2. How rare are these colours for this particular series? Were many produced in these colours or was it just a rare one off occasion that they so happened to be painted other than the standard black? (black is a fairly common colour I understand)

And...

3. From a collector's point of view, does leaving them in the blister packs add more value to the items? Such examples I know of are Star Wars figures in original packaging. Does this have the same effect for Maglite torches?

I do look forward to seeing people's replies to this and get a good definitive answer. Also I will provide you with images soon as I am still waiting on the black one in the post


My many thanks and appreciation.


----------



## GunnarGG (Mar 31, 2016)

Sorry, don't know the answer to your questions but are they incan or LED?

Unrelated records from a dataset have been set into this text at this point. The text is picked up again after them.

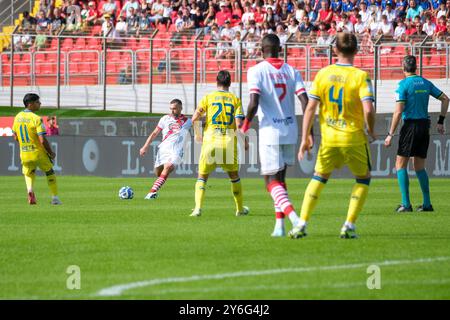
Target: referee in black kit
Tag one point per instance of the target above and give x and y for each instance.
(412, 97)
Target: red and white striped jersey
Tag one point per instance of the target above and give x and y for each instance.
(173, 128)
(277, 84)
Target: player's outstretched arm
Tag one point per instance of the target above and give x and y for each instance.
(150, 138)
(444, 108)
(304, 102)
(197, 125)
(308, 117)
(46, 146)
(251, 112)
(395, 121)
(369, 117)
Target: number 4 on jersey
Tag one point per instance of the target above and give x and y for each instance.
(338, 101)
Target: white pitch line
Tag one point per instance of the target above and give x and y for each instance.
(117, 290)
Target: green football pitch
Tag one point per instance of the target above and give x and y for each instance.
(139, 249)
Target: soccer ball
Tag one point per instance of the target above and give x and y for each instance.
(126, 193)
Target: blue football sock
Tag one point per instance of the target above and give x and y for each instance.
(403, 182)
(425, 186)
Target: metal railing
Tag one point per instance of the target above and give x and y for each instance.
(160, 58)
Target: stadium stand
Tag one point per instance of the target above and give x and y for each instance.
(82, 27)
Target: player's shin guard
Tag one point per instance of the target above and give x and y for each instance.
(29, 181)
(236, 189)
(158, 183)
(357, 199)
(425, 186)
(281, 200)
(403, 182)
(311, 197)
(200, 188)
(51, 181)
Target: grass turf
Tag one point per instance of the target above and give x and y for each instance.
(74, 113)
(122, 241)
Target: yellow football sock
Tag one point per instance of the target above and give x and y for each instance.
(236, 189)
(357, 199)
(311, 197)
(29, 181)
(200, 188)
(51, 181)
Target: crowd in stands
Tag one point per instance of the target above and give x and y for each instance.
(228, 21)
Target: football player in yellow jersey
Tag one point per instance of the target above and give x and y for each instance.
(224, 115)
(35, 151)
(345, 96)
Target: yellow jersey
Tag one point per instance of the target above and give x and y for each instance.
(341, 88)
(27, 127)
(221, 108)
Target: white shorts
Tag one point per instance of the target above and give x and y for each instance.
(171, 154)
(274, 158)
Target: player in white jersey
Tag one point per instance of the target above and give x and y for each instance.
(273, 86)
(174, 127)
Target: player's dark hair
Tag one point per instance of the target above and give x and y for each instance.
(270, 45)
(409, 64)
(30, 98)
(224, 79)
(177, 102)
(346, 43)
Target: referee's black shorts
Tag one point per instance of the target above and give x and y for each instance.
(414, 138)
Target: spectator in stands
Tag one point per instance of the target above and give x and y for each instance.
(265, 29)
(251, 49)
(442, 10)
(198, 20)
(271, 18)
(306, 26)
(259, 15)
(223, 15)
(28, 22)
(121, 25)
(42, 22)
(293, 25)
(414, 10)
(389, 13)
(73, 16)
(360, 27)
(89, 14)
(167, 13)
(126, 75)
(237, 12)
(132, 22)
(332, 31)
(157, 12)
(40, 40)
(386, 27)
(285, 15)
(22, 42)
(400, 31)
(428, 27)
(366, 46)
(144, 23)
(228, 32)
(58, 21)
(365, 14)
(130, 4)
(110, 8)
(52, 128)
(345, 25)
(248, 14)
(47, 6)
(325, 14)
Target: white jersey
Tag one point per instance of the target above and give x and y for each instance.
(277, 85)
(173, 129)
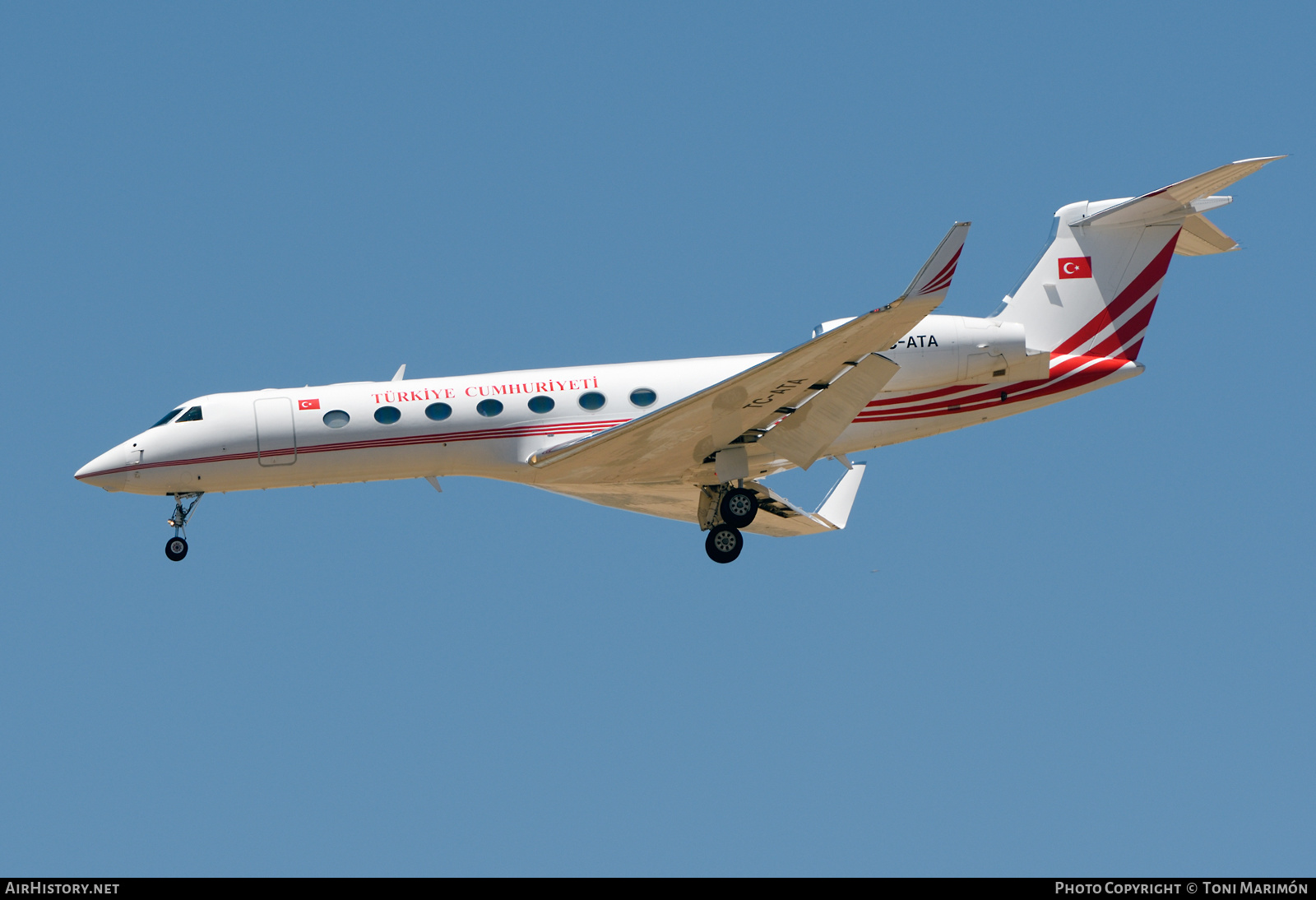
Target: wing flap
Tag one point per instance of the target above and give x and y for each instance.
(674, 441)
(803, 436)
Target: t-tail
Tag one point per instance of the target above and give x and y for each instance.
(1096, 285)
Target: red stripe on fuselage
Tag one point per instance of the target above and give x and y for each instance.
(401, 441)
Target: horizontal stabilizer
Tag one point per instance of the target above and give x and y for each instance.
(1175, 202)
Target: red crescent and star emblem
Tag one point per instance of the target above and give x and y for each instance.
(1076, 267)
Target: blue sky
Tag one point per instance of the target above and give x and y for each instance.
(1078, 641)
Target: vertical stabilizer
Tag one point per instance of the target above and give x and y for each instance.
(1096, 285)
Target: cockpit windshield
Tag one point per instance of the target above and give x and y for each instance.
(168, 416)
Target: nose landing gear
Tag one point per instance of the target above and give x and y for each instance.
(183, 505)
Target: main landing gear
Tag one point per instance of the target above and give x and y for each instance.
(183, 505)
(723, 512)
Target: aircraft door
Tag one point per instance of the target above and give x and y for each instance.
(985, 366)
(276, 434)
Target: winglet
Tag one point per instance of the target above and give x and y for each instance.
(836, 508)
(936, 274)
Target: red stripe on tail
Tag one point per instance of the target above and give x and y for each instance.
(1136, 290)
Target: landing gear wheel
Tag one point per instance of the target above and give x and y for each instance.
(724, 544)
(739, 507)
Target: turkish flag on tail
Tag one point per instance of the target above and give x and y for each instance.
(1076, 266)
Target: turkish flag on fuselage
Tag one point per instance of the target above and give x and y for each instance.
(1076, 266)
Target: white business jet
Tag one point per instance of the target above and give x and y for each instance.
(694, 440)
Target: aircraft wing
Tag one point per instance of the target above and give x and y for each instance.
(671, 443)
(776, 516)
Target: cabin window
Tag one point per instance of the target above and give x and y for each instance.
(168, 416)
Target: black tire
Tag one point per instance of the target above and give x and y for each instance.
(739, 507)
(724, 544)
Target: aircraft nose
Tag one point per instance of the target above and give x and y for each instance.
(100, 471)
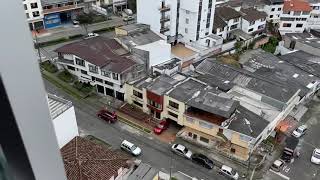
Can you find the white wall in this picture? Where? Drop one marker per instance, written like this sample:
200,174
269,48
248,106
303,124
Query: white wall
65,126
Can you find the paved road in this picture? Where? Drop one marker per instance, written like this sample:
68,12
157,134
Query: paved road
71,30
155,152
302,168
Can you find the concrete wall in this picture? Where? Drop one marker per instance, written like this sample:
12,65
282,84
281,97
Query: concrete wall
65,126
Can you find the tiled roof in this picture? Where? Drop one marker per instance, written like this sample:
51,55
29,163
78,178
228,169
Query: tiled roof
251,14
227,13
100,51
85,160
296,5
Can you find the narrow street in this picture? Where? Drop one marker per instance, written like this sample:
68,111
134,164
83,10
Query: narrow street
154,152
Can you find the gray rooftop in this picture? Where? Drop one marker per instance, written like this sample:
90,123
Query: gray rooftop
225,77
272,68
305,61
209,100
186,90
143,172
247,122
162,84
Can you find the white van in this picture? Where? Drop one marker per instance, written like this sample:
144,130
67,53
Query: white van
130,147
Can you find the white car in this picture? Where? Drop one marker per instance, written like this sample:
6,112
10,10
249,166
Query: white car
181,150
130,147
229,172
315,158
301,130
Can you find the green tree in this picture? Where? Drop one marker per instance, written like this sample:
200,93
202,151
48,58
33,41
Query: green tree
85,20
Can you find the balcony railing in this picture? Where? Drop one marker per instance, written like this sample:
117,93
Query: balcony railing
164,8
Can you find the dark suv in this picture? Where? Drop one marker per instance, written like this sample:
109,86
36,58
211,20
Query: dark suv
202,160
106,115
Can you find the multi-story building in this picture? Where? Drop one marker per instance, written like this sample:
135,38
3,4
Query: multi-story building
34,14
103,63
294,16
183,21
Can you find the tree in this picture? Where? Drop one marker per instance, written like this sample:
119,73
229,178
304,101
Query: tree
84,21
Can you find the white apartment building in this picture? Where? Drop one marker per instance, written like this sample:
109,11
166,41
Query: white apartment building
314,19
34,14
294,16
178,20
101,62
64,119
253,21
273,8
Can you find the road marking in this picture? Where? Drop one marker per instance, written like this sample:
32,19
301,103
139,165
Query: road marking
281,175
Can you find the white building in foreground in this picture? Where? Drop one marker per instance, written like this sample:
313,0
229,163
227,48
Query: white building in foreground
64,119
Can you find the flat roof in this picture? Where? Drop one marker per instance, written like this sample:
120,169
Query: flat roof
186,90
180,51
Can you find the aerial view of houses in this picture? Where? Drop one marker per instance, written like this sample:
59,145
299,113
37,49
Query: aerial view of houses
160,90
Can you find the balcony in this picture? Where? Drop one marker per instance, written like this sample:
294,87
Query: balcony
164,29
164,8
164,19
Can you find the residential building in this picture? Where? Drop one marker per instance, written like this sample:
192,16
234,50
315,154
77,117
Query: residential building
140,40
103,63
188,22
95,161
63,118
253,21
294,16
34,14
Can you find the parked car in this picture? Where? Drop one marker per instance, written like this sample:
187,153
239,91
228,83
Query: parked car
229,172
163,125
315,158
277,165
300,131
202,160
106,115
130,148
181,150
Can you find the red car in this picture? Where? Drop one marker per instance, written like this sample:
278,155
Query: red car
163,125
106,115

I have a 3xAA LED (camo acually) but can tell you that it's not very bright, but pretty blueish
My little 2xAAA has better tint and much brighter.

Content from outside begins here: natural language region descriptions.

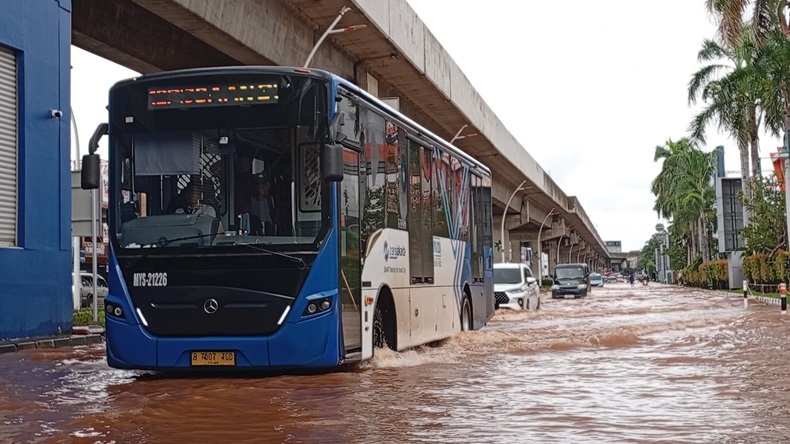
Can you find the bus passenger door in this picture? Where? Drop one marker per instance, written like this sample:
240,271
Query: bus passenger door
350,253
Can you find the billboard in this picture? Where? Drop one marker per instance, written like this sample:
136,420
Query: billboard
729,213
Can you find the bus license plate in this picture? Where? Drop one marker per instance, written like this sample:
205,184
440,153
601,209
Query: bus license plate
213,358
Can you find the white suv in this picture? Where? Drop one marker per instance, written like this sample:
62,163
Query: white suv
515,287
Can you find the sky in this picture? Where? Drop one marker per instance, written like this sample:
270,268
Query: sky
589,89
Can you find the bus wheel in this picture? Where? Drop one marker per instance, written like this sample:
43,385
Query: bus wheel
379,337
466,314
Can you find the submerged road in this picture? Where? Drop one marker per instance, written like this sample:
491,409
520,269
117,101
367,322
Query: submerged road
626,364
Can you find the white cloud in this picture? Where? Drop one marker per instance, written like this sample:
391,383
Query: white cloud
588,88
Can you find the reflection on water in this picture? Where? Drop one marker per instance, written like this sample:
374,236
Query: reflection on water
641,364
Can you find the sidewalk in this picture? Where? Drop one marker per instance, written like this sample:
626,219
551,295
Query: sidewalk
80,336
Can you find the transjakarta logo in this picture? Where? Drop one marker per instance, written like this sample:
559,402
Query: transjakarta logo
393,251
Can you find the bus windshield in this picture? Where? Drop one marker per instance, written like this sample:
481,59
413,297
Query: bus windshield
217,161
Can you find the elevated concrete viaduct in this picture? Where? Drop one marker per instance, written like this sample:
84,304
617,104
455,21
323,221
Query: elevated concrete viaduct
395,56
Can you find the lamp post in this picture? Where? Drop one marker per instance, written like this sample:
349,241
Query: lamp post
559,242
504,215
331,30
459,136
784,153
540,243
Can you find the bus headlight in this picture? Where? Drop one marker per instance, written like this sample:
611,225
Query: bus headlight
113,310
317,306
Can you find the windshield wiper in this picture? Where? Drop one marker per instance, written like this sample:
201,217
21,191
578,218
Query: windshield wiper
292,258
161,243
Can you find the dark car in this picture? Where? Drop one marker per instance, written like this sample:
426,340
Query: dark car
571,281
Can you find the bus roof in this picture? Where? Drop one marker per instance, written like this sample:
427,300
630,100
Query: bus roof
319,74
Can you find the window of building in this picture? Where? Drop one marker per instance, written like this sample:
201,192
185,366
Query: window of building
8,148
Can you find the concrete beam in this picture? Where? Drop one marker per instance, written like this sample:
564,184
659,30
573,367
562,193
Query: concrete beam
151,44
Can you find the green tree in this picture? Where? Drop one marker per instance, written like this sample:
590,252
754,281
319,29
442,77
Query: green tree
768,231
685,195
768,29
647,256
727,88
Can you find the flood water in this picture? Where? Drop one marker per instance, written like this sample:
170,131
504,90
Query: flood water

So, if it's the LED version you don't have to feel that you are missing out on some great lights if you choose to keep the packages unopened.
Just get some other, newer, light as a user.


----------



## Stratolight (Mar 31, 2016)

Ahh good point GunnarGG.

Yes I forgot to mention that they were LED.

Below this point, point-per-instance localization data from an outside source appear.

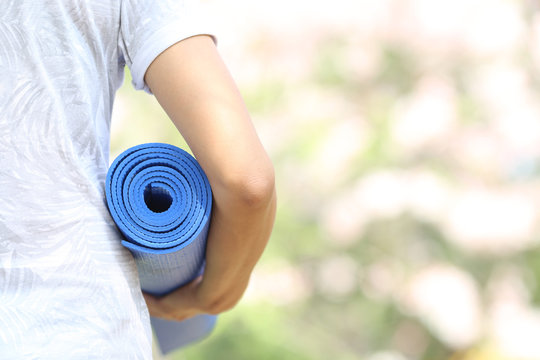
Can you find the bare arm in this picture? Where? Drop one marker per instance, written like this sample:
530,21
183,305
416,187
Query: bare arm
196,90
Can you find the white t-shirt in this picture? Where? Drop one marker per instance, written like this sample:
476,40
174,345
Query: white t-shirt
68,289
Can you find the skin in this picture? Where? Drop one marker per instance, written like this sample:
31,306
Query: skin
194,87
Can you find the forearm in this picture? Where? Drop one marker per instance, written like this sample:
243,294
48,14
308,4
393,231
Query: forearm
238,235
194,87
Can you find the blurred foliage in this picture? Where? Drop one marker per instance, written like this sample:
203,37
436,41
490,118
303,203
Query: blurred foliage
322,292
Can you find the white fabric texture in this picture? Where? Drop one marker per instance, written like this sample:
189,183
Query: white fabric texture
68,289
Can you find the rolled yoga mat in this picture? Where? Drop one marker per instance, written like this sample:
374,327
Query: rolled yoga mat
161,201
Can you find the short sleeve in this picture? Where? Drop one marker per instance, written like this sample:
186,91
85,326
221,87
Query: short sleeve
148,27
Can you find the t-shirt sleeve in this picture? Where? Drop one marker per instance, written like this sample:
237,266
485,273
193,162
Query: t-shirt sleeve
148,27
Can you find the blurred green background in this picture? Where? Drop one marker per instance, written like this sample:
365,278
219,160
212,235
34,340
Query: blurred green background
406,140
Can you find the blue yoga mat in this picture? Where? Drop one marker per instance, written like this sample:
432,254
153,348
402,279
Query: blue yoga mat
161,201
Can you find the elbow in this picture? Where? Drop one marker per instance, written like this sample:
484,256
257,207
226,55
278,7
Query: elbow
253,188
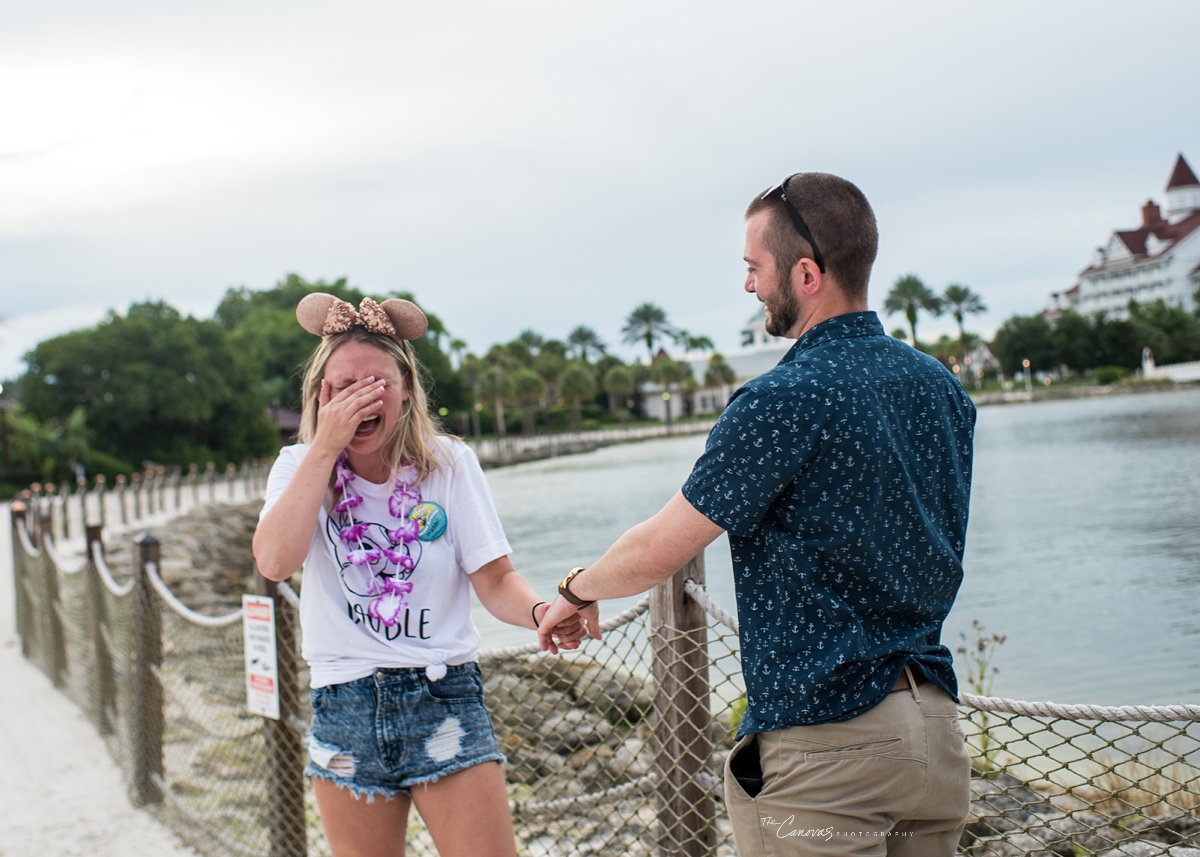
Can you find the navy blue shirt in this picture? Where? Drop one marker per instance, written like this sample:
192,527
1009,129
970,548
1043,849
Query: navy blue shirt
843,478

Ok I'll leave them in the blister until I can get some more clarification on the coloured ones. I'm itching to test them out actually but I can wait. 

You mentioned a 2xAAA, that's LED yea? Because I've got a LED 2xAAA in red, really impressive light performance out of that little thing. Would like to compare it to my 2xAA LED PRO and one of these 3xAA LED. 

Thank you for your comment GunnarGG, appreciate it mate


----------



## torchsarecool (Apr 15, 2016)

I've got a few 3aa mags. They're fairly rare but I seriously doubt they'd ever be a valuable collectible. The tints will probably be awful just like mine so you probably won't use them much out of the pack anyway. I'd get them on display together and just enjoy finding and collecting the remaining colours.
So far I'd reckon the only mags which have gained real collectors status and demand fairly high resale prices are the 7 cell monsters. Now they are very hard to find and sellers can hold out for decent money.


----------



## torchsarecool (Apr 15, 2016)

Here's two of my 3AA's next to my 7C. the 3aa's get used by the kids mainly. I like to have them as part of a wider collection as they are different to the norm. The 7C is under armed guard

I just realised I need to vacuum.


----------